20130306

and little accomplishments

must have haircut since signing of school clearance requires semi-military-head-form hairstyle for males. goodbye, shield of my flailing lack of self-esteem.
today i felt great (and until now, actually) because i am already done with all the school projects, except one, which would really take long for anyone to finish. i see my classmates still working and rushing over their school work and in my mind i am like: "that's what you get for procrastinating. hah. look at me. i am FREE". maybe this is what they call Schadenfreude? uh.  i am just very glad i am done with it. (damn i should treat myself to a sundae or something!) 
the father of one of my friends. him and her are both the type of persons likely to be described in a Haruki Murakami novel.
this day began with the miserable accident of having pulled off the side zippers of my father's rescuer boots recklessly (the whole small zipper handle was REMOVED! now you can't pull it up!) which i have had the pleasures of using for a good lot of time now. i am devastated not particularly because it can not be used anymore but because i know my father will massacre my eardrums one more time and proceed with a blasphemous speech of how i am a demon sent to make Earth suffer once he learns of what happened. i must lie now and say i never knew it is broken and it was okay last time i used it. which, now that i think of it, is not effective, since it will only prove how careless i am in terms of any specific bodily movement; that characteristic of Shin the whole family despises most. this is totally worrying me and i have to find a way to put the blame on somebody else. same way my father does with his mistakes.

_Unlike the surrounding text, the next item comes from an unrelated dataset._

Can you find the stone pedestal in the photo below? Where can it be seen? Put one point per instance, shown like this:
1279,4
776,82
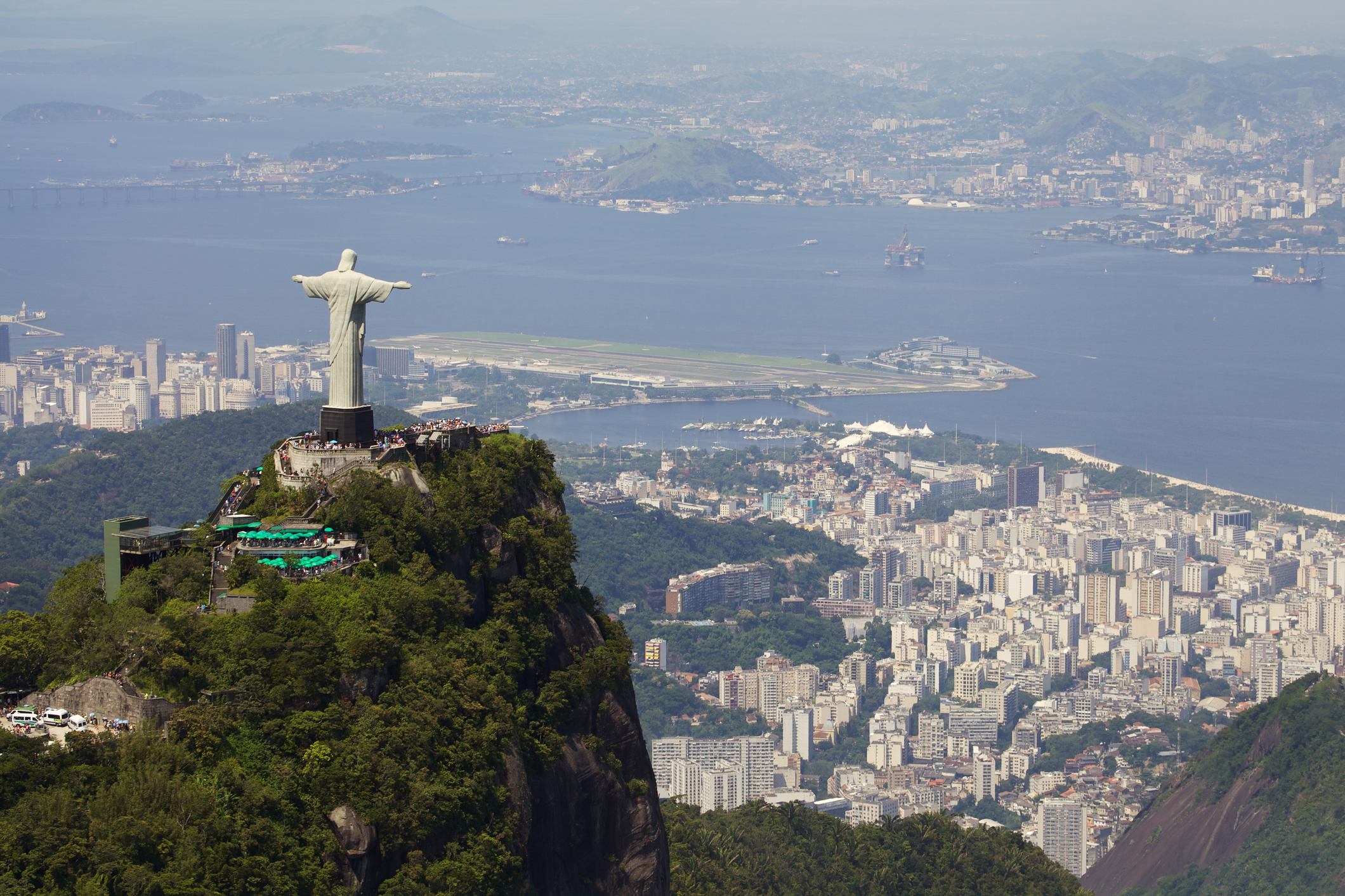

at school, we barely had nothing to do since the teachers hypothetically considered yesterday as our final day already and sure enough they had food in the faculty office. wait, what do teachers eat anyways? surely their cult of pedagogical violence involves mastication of human fetus and spaghetti made of brains of students whose cardiac arrests were cause by their brutally sarcastic exams.
oh you special special person~ <3
we had an exam in Special Topic Course (the subject in which each one of us had a turn to hold a seminar with our topic of choice)  and i just can not believe how stupid my friend's answer was in the question "what are 10 signs of being gay?" some of her responses were: -rich, -wise -artistic. i have no idea what she had in mind when writing that. in fact i have no idea if she had a mind at all in the first place.
and then submission of the myths our class had fabricated for Mythology class. we are already done with it since yesterday because i am an earnest writer (kidding.) and have finished it quickly. my two groupmates are lucky because all they had to do was type and print it and then relax like some basic bitches. the three of us just watched how panicked everybody else is with their prose and were like: "*yaaawn* this is getting boring."

as i am writing this, i am also Photoshop-cleaning some drawings (which are appearing in this entry) i did today. i am also totally digging the playlist Charlie did for Patrick in the book The Perks of Being a Wallflower. it's called One Winter and i absolutely love all songs in it except Scarborough Fair. sorry, Simon & Garfunkel.
so jealous of couples who love and lust each other equally
Miss Del Rey, will you serve me a lemonade
on the way home i was listening to this and unintentionally imagined my death and funeral and i was "assuming" she would cry. i ended up teary-eyed too. how abnormal.